# Nannyberry...



## elevan (Aug 5, 2011)

Yesterday I took a plant specimen to the county extension office for identification.  I had the guy stumped...looked like a blueberry but at the same time not...had characteristics of elderberry but we knew that wasn't it.  Was it a hybrid of the two?  That's what he thought at first.  He said he'd have to do some research and get back to me.

My goats and llama love the bush.  It grows quite prolifically here and they will take a stand of it right to the ground.  It's got loads of blue berries on it and I hoped it would be edible to humans...I knew it wasn't causing any harm to the animals who were eating it.

He called me back a little while ago with a name - Nannyberry.    I just had to laugh!  How appropriate of a name is that?!?

Turns out it is indeed edible to animals and humans.  Berries ripen at the end of this month here so I'll be harvesting and making some nannyberry jam.


----------



## ksalvagno (Aug 5, 2011)

I bet that is what we have at the back of our property. We were just discussing what it could possibly be. Cool!


----------



## elevan (Aug 5, 2011)

I'll try to get some good pictures of it to post.


----------



## ksalvagno (Aug 5, 2011)

Here are pictures of what I have:


----------



## elevan (Aug 5, 2011)

Yep! That's the Nannyberry!


----------



## redtailgal (Aug 5, 2011)

x


----------



## ksalvagno (Aug 5, 2011)

Well, DH tried one. The look on his face was priceless!   Needless to say, they definitely aren't ready to eat yet.


----------



## elevan (Aug 5, 2011)

redtailgal said:
			
		

> It does look like our elderberry.......but we know ours is an elderberry.
> 
> We never get to eat the berries though, the birds enjoy them too much.
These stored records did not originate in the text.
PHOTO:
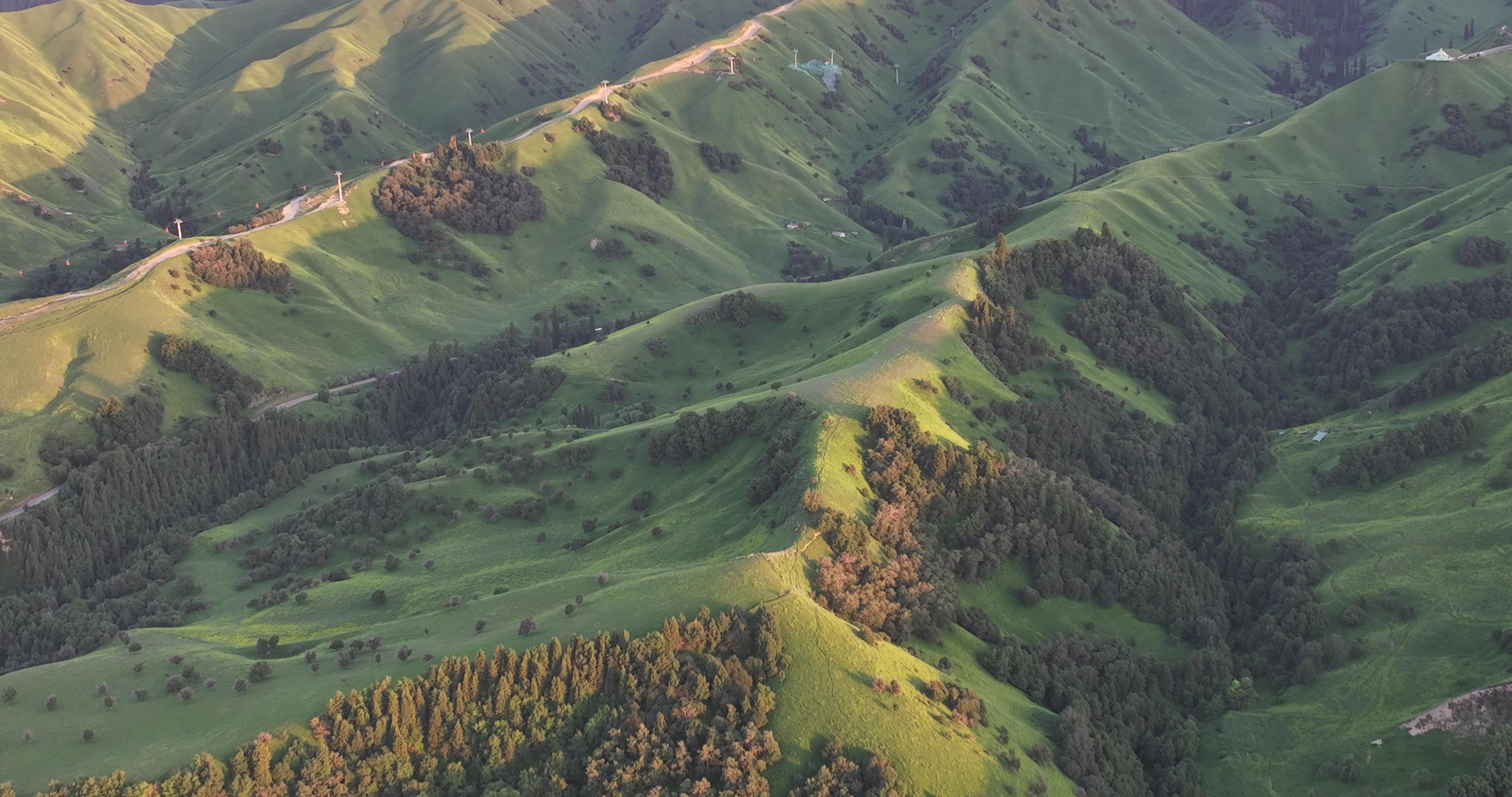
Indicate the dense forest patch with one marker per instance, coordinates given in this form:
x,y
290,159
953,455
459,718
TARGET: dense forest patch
x,y
462,187
680,711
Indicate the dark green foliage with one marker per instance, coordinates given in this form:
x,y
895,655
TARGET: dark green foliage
x,y
976,196
190,356
1002,342
460,187
612,249
887,224
808,265
1395,327
695,438
961,701
781,459
997,218
979,624
1500,119
239,265
639,164
720,159
840,776
1458,137
132,422
78,277
1398,450
1482,250
1464,367
75,587
739,308
1121,726
595,713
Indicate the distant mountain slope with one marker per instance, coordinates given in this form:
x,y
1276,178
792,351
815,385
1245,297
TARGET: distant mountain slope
x,y
232,107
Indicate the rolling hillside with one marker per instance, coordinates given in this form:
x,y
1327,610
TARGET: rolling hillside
x,y
734,339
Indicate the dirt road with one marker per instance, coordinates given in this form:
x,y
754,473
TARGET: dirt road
x,y
141,268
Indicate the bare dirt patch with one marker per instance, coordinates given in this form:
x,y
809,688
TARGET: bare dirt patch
x,y
1478,713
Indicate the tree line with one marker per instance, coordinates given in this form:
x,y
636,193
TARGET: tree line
x,y
680,711
1398,450
69,279
91,562
239,265
235,391
639,164
462,187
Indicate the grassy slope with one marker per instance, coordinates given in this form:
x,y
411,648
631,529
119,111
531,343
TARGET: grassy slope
x,y
1416,539
94,87
704,559
1473,209
717,231
1401,29
1151,202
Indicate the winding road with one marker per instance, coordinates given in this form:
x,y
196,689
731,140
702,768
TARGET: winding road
x,y
292,211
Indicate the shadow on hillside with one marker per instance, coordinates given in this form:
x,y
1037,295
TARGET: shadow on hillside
x,y
441,66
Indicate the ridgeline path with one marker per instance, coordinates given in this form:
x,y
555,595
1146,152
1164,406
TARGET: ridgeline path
x,y
292,211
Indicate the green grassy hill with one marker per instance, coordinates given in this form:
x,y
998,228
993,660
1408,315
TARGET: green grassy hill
x,y
991,100
714,551
93,88
1407,252
1429,540
362,306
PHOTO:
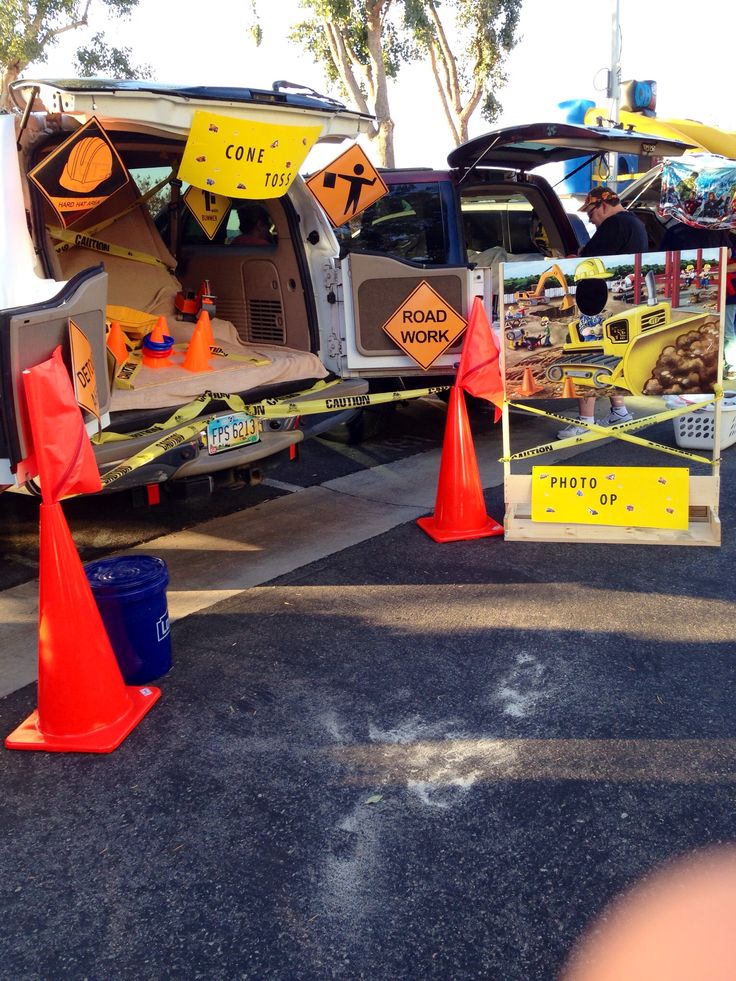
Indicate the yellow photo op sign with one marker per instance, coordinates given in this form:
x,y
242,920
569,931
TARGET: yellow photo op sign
x,y
243,159
642,497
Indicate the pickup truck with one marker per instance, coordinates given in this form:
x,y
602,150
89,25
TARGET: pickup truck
x,y
299,315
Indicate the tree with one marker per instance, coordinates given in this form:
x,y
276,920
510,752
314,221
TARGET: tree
x,y
360,46
485,32
363,43
28,30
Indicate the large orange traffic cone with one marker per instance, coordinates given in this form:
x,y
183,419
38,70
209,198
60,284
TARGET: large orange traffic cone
x,y
84,705
528,385
204,319
459,511
198,353
116,342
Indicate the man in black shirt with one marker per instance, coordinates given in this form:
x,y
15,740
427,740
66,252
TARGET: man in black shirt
x,y
617,231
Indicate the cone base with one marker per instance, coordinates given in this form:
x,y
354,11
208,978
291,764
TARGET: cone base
x,y
28,735
489,530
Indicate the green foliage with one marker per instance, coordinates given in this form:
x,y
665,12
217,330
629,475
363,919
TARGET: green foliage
x,y
105,61
28,30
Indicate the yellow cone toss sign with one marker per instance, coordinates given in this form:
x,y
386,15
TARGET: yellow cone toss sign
x,y
242,159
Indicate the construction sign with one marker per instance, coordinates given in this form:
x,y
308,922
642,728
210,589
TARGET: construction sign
x,y
81,173
244,159
645,497
83,370
425,325
209,209
347,186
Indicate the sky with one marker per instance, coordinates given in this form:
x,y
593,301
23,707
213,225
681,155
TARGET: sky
x,y
564,52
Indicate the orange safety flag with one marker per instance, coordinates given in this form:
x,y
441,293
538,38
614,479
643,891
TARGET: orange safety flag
x,y
479,371
64,455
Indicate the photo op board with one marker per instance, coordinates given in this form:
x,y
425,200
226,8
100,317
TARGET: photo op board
x,y
648,328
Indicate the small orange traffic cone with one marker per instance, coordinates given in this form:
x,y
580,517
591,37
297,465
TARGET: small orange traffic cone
x,y
198,353
459,511
116,342
160,331
204,319
84,705
528,385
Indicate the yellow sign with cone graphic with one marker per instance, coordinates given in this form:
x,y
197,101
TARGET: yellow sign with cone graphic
x,y
243,159
425,325
347,186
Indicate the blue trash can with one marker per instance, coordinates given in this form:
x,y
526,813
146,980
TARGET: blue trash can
x,y
130,592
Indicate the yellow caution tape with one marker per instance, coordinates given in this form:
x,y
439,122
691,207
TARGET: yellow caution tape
x,y
85,241
268,408
620,431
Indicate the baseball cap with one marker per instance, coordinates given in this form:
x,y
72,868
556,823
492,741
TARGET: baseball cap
x,y
597,196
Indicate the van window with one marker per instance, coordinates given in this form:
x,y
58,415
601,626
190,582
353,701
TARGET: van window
x,y
407,223
503,220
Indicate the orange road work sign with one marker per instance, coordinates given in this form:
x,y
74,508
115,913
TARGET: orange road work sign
x,y
80,173
425,325
347,186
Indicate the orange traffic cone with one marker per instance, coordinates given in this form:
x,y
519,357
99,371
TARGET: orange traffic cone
x,y
198,353
528,385
116,342
204,319
459,511
84,705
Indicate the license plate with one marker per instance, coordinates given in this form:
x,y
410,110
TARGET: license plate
x,y
227,432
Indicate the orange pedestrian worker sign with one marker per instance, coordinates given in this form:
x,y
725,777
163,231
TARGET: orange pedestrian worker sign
x,y
425,325
347,186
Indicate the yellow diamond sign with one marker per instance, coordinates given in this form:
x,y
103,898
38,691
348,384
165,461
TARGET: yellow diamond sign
x,y
425,325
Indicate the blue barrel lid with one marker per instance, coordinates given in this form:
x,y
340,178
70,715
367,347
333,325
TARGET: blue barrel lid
x,y
126,574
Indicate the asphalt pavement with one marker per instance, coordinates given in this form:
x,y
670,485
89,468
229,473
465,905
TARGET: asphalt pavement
x,y
397,759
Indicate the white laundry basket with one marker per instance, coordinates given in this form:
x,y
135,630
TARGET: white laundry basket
x,y
696,430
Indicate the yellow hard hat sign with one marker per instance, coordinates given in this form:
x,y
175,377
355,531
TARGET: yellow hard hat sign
x,y
425,325
83,370
347,186
209,209
242,159
81,173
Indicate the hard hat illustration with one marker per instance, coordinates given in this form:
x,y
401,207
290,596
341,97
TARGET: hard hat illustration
x,y
591,269
89,163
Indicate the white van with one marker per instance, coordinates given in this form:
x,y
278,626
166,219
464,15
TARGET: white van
x,y
299,316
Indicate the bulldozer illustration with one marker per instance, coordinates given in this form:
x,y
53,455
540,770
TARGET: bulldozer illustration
x,y
626,345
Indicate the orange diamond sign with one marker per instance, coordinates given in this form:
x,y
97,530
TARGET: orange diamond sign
x,y
347,186
425,325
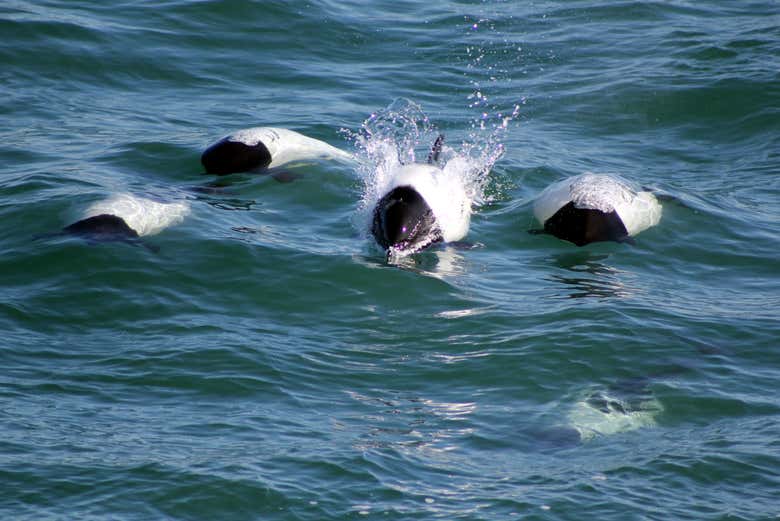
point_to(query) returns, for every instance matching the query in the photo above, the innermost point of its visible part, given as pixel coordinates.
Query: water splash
(402, 134)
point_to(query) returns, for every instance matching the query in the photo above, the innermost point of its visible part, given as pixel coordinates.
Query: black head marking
(404, 221)
(228, 157)
(584, 225)
(104, 227)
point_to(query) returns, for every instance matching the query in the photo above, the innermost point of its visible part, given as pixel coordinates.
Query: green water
(261, 360)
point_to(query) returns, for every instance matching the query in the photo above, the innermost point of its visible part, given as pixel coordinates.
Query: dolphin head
(403, 222)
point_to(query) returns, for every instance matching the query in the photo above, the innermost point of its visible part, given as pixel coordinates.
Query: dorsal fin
(433, 155)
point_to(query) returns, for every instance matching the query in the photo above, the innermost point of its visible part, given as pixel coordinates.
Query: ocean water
(262, 360)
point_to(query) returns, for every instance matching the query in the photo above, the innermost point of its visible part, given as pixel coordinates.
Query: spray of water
(400, 135)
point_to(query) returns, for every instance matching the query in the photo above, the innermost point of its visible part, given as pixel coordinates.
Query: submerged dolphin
(595, 207)
(258, 148)
(125, 217)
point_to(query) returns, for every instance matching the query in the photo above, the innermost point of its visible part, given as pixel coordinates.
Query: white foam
(638, 210)
(443, 190)
(287, 146)
(145, 216)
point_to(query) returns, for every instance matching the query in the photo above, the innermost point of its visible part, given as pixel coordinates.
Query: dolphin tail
(433, 155)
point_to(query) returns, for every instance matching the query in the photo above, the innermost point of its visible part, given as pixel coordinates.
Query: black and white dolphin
(421, 205)
(258, 148)
(595, 207)
(125, 217)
Yeah, it has characteristics of the elderberry, such as the way the berries cluster.  The berries resemble blueberries and the leaves are similar to the blueberry except the blueberry doesn't have opposite leaves and the nannyberry does.

We are lucky enough to be able to get elderberries and (now) nannyberries before the birds for some reason...we just have to beat the goats as they love them too.
If we like the results of the nannyberry jam that I plan to make we'll fence around the majority of the bushes to protect them from the goats as we have the elderberries  

My youngest boy turns his fingers and face purple from eating elderberries straight from the bush!  I can't stand them unsweetened...too bitter.


----------



## elevan (Aug 5, 2011)

ksalvagno said:
			
		

> Well, DH tried one. The look on his face was priceless!   Needless to say, they definitely aren't ready to eat yet.




From what I've been able to research they'll be ready in late August to mid September in our area of Ohio   And it seems that they are best used dried or heavily sweetened (which is why I plan to make jam)


----------



## Ms. Research (Aug 6, 2011)

Glad to hear "the Mystery of the Berry" has been solved.  (Big Mystery reader, sorry).  Will look forward to read how your jam comes out with your "Nanny"  berries.  

Hope the goats and llama get them all before the end of August.


----------



## elevan (Aug 6, 2011)

Nah, we've got bushes outside the field too...so the goats and llama wouldn't get them all regardless.


----------



## Ms. Research (Aug 6, 2011)

elevan said:
			
		

> Nah, we've got bushes outside the field too...so the goats and llama wouldn't get them all regardless.


Excellent!   Sounds like the best of both worlds for all!


----------



## Roll farms (Aug 6, 2011)

I've got a mental image of the goats tying their 'nannyberries' to the bush in place of the ones they stole from you....


----------



## Pearce Pastures (Aug 6, 2011)

That is cute---nannyberry!  They do look so much like a blueberry bush.


----------



## elevan (Aug 6, 2011)

Roll farms said:
			
		

> I've got a mental image of the goats tying their 'nannyberries' to the bush in place of the ones they stole from you....


  I know, right!?!  

I just started laughing when the guy told me the name of the bush - how appropriate!


----------